Mrs Scum: Oh... it's beautiful... oh, Mr N, you have made my heart sing... (quick cut to stock film of bomber then back to Mrs Scum) Late in life's pageant it may be ... but you have made roses bloom anew for me... (quick flash of bomber then back to Mrs Scum) Life's rich harvest is being...

Mr Neutron: Shut up, Mrs S. We must hurry...

(He takes her hand and pulls her away.)

Mrs Scum: I'd better leave a note for Ken... he'll be expecting us...

(explosion)

(ANIMATION: the world destroyed and burning.)

Voice Over: Has Mr Neutron escaped in time? Is the world utterly destroyed? How can Mr Neutron and his child bride survive? Will his mighty powers be of any avail against the holocaust? Stay tuned to this channel.

(Cut to a man in a grey suit in a studio.)

Man: Hello. Well in fact what happens is that they are saved by Mr Neutron's mighty powers just as the last bomb falls on Ruislip.

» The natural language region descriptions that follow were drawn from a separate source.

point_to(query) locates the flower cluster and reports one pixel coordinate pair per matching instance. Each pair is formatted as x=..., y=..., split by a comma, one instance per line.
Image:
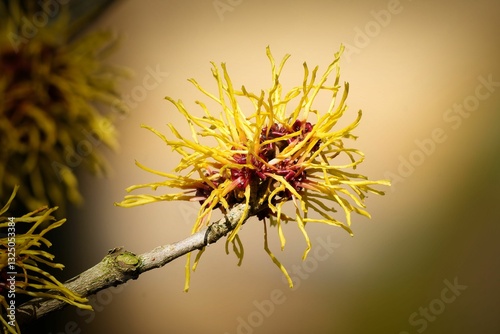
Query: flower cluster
x=21, y=257
x=282, y=151
x=52, y=90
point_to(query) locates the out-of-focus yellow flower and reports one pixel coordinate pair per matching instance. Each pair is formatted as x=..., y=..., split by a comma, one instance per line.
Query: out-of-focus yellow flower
x=52, y=92
x=21, y=255
x=283, y=150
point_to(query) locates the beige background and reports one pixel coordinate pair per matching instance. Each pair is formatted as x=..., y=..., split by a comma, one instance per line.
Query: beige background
x=439, y=223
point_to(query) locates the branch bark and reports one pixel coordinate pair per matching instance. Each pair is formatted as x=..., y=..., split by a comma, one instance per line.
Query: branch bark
x=120, y=265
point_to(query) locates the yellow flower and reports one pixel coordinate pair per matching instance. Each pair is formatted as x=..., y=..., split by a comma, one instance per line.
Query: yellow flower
x=282, y=151
x=52, y=90
x=20, y=259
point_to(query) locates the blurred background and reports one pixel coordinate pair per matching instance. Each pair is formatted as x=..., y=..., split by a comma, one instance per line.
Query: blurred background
x=427, y=77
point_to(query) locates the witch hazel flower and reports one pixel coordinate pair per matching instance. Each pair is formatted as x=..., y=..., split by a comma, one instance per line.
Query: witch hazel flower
x=282, y=151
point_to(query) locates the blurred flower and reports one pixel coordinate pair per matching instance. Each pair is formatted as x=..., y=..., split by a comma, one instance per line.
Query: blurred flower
x=50, y=89
x=20, y=259
x=273, y=154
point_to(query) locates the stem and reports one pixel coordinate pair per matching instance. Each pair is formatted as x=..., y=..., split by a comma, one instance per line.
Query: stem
x=120, y=265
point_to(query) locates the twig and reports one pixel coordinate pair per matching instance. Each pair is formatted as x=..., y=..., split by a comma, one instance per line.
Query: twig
x=120, y=265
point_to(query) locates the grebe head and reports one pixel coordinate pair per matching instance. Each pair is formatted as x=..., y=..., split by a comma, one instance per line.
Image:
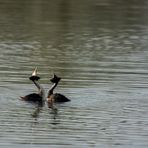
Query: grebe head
x=34, y=75
x=55, y=79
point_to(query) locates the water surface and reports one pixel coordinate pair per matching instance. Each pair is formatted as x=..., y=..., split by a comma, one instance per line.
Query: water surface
x=99, y=48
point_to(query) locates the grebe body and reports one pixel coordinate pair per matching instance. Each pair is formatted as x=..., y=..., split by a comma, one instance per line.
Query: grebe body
x=35, y=97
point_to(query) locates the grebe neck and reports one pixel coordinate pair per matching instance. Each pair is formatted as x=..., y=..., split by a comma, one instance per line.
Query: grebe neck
x=52, y=89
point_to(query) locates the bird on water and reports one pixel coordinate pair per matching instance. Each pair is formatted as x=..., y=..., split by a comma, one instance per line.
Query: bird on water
x=35, y=97
x=55, y=97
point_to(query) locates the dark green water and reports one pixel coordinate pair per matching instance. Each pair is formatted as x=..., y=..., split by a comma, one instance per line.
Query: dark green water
x=99, y=48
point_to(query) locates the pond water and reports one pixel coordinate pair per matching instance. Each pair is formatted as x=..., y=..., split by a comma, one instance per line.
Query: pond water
x=99, y=48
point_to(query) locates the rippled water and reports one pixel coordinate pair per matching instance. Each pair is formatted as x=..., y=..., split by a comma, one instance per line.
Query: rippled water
x=99, y=48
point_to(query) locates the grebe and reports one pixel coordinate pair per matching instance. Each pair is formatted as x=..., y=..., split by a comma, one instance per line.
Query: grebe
x=35, y=97
x=59, y=98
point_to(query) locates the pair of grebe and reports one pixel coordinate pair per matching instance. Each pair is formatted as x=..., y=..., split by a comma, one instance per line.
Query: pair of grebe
x=39, y=97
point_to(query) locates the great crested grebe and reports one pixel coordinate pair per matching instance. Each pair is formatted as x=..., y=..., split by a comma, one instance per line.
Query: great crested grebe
x=35, y=97
x=59, y=98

SUPERIMPOSED CAPTION: 'A MAN FROM THE "RADIO TIMES"'

Man: However, the Earth has been blown off its axis, and in a most dramatic and dangerous and expensive sequence, it spins off into space. There are appallingly expensive scenes of devastation and horror and the final incredibly expensive climax is reached as thousands of ape monsters in very expensive costumes descend from the sky onto these, plug up a whole city which has to be specially built and fling them all into the sea very expensively. And we can see those very expensive scenes right now. (the credits start on his TV set) Just after the credits have gone through... incidentally, these are going to be the most expensive and lavish scenes ever filmed by the BBC in conjunction with Time-Life of course ... these are some of the technical people who have been involved in filming these very expensive scenes, expensive sound, expensive visual effects there, expensive production assistant, expensive designer... cheap director. Well you can see those expensive scenes right now.